TradeStraits Times BusinessApr 28, 2026· 1 min read
Singapore Stocks Edge Down Amidst Elevated Oil Prices, Broad Market Declines

Singapore's Straits Times Index (STI) saw a marginal 0.1% decline on April 28, influenced by oil prices exceeding US$110 per barrel. The broader market reflected this caution, with 350 declining stocks against 267 gainers.
Singapore's Straits Times Index (STI) experienced a marginal dip of 0.1% on April 28, closing the trading session at 3,348.86 points. This slight decline occurred as global oil benchmarks surpassed the US$110 per barrel mark, indicating persistent inflationary pressures and potential impacts on corporate margins and consumer spending.
The broader market reflected a cautious sentiment, with losing stocks outnumbering gainers by a notable margin of 350 to 267. This imbalance suggests that the market's subdued performance was not confined to a few large-cap stocks but was more widespread, affecting a greater number of listed companies. The prevalent selling pressure across various sectors could be attributed to several factors, including concerns over rising energy costs, potential tightening of monetary policy globally, and geopolitical uncertainties.

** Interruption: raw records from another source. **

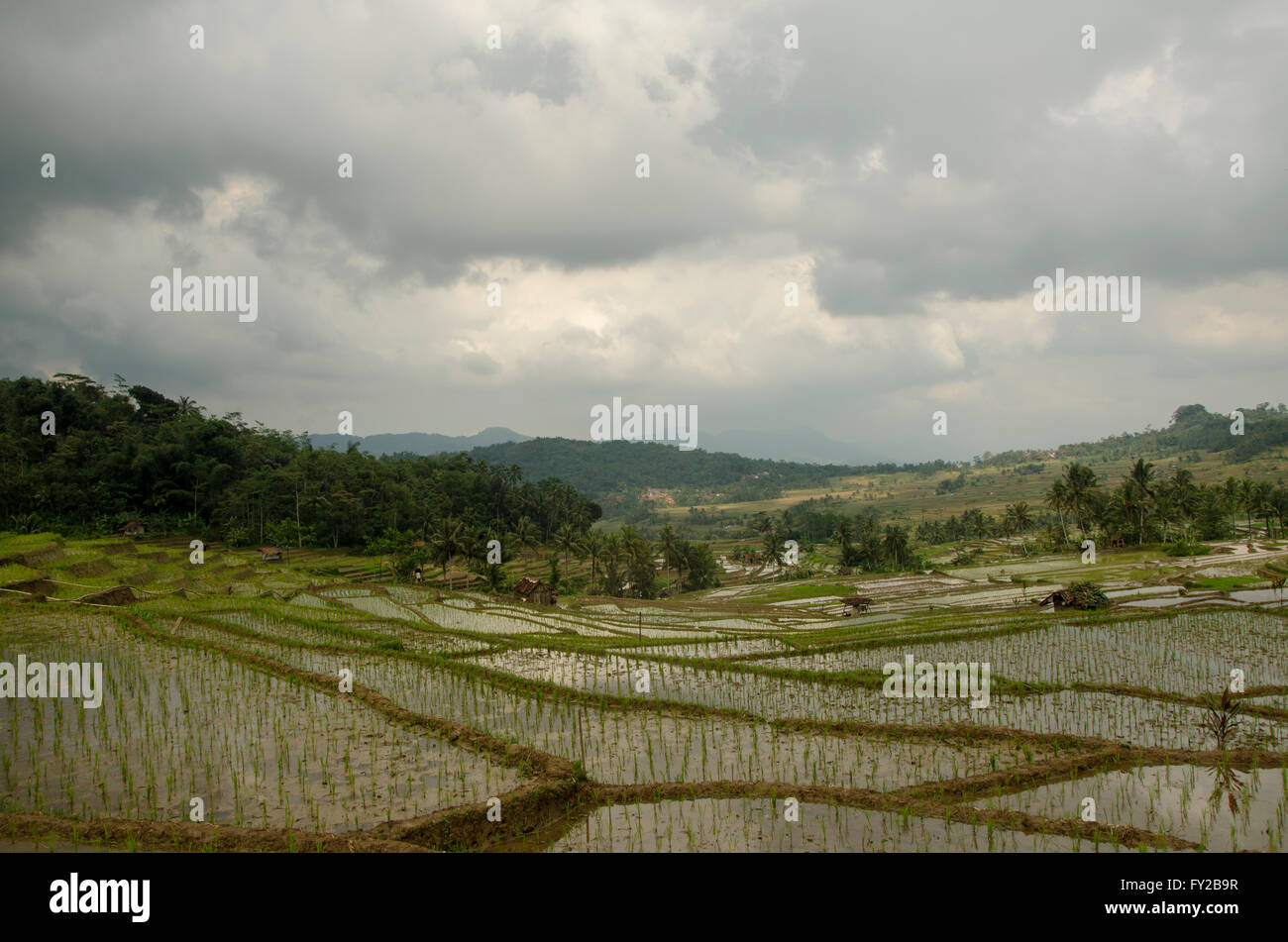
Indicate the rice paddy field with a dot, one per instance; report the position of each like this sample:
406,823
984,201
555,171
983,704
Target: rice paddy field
292,706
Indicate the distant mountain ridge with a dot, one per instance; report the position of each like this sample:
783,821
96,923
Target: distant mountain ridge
420,443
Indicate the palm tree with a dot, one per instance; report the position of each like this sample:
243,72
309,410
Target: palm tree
524,533
1245,499
1080,481
613,554
896,543
446,541
1057,499
566,540
1261,495
773,551
670,549
1019,519
592,545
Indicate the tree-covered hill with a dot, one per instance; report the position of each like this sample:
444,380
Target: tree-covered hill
78,459
603,469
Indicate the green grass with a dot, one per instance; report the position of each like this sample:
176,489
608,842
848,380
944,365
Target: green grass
791,592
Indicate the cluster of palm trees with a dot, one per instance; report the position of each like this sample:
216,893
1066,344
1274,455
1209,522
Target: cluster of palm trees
864,543
618,562
1147,506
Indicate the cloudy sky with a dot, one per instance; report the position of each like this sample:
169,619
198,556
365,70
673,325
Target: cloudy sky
767,164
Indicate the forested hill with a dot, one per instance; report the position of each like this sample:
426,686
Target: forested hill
601,469
81,460
1192,429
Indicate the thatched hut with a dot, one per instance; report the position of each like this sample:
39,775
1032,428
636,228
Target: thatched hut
857,603
529,589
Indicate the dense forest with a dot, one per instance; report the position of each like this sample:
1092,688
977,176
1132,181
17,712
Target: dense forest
78,459
608,470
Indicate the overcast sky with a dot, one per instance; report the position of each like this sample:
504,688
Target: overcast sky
768,164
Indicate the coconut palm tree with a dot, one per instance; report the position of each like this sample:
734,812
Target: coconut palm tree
1057,499
896,543
592,545
566,540
446,541
1141,480
1080,482
669,545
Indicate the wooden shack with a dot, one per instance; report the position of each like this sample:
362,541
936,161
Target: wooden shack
535,590
857,603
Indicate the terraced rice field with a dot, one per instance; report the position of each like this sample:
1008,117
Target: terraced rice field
309,714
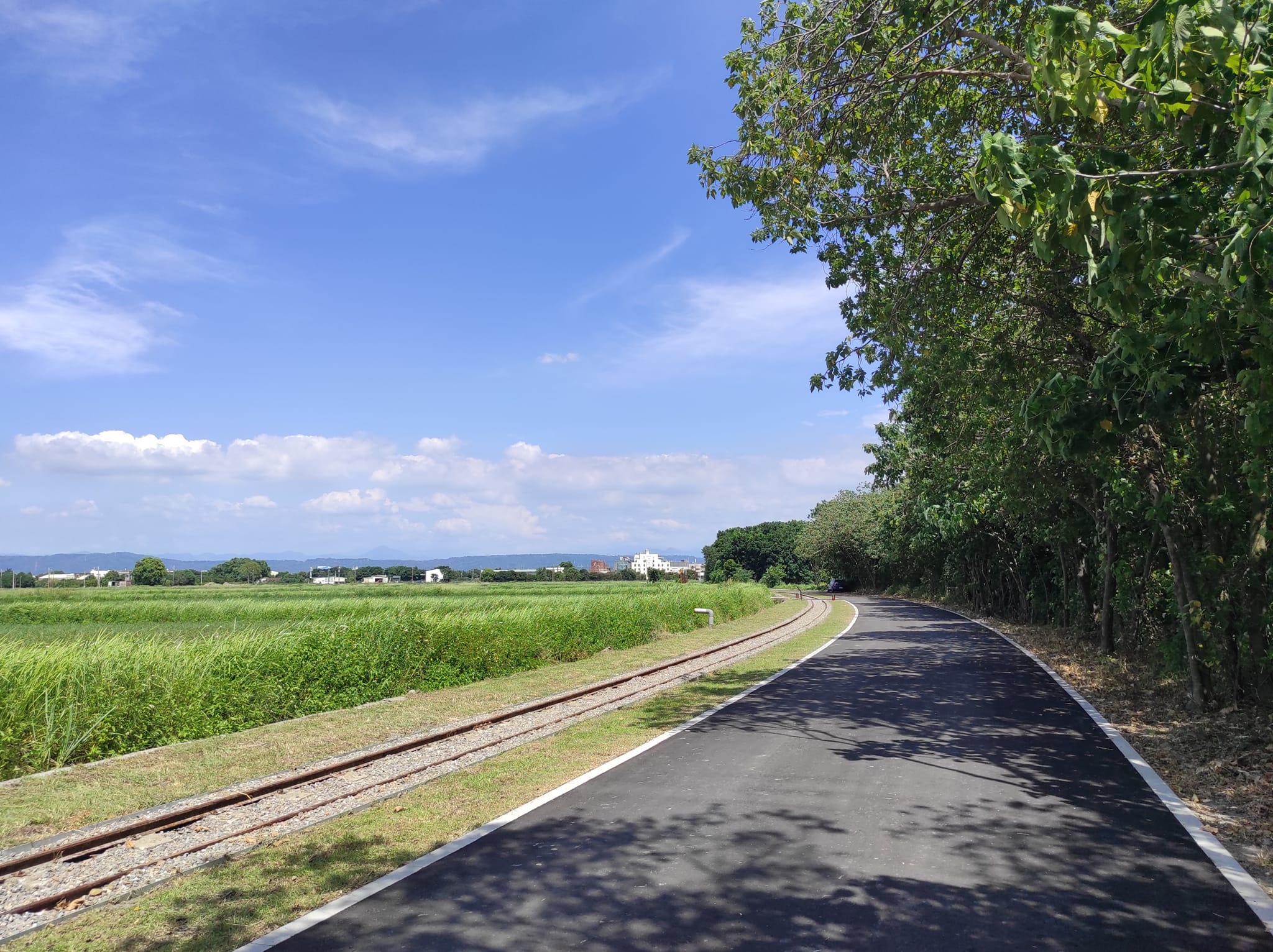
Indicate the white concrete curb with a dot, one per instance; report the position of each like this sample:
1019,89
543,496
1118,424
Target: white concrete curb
339,905
1225,862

Elevated oil prices, in particular, pose a challenge for import-reliant economies like Singapore, potentially increasing operational costs for businesses, particularly those in manufacturing, logistics, and transportation sectors. While a 0.1% decline is modest, the breadth of market weakness indicated by the higher number of losers suggests underlying anxieties among investors regarding future economic conditions and corporate profitability in an environment of sustained high energy costs.
Investors are likely monitoring upcoming corporate earnings reports for signs of how businesses are absorbing or passing on these increased costs, and how consumer demand is responding. The interplay between commodity prices, inflation, and central bank actions will continue to be a dominant theme influencing market movements in the short to medium term.
Analyst's Take
While a minor index dip, the broad market underperformance (more losers than gainers) suggests a subtle but pervasive erosion of investor confidence, potentially driven by the anticipated second-order effects of prolonged high energy costs on corporate margins and consumer discretionary spending, which may not yet be fully priced into forward earnings expectations. The continued upward trajectory in oil despite a slight stock decline could signal a nascent divergence where equity markets are underpricing the persistent inflationary drag on future corporate profits, making a case for closer scrutiny of interest rate sensitive sectors.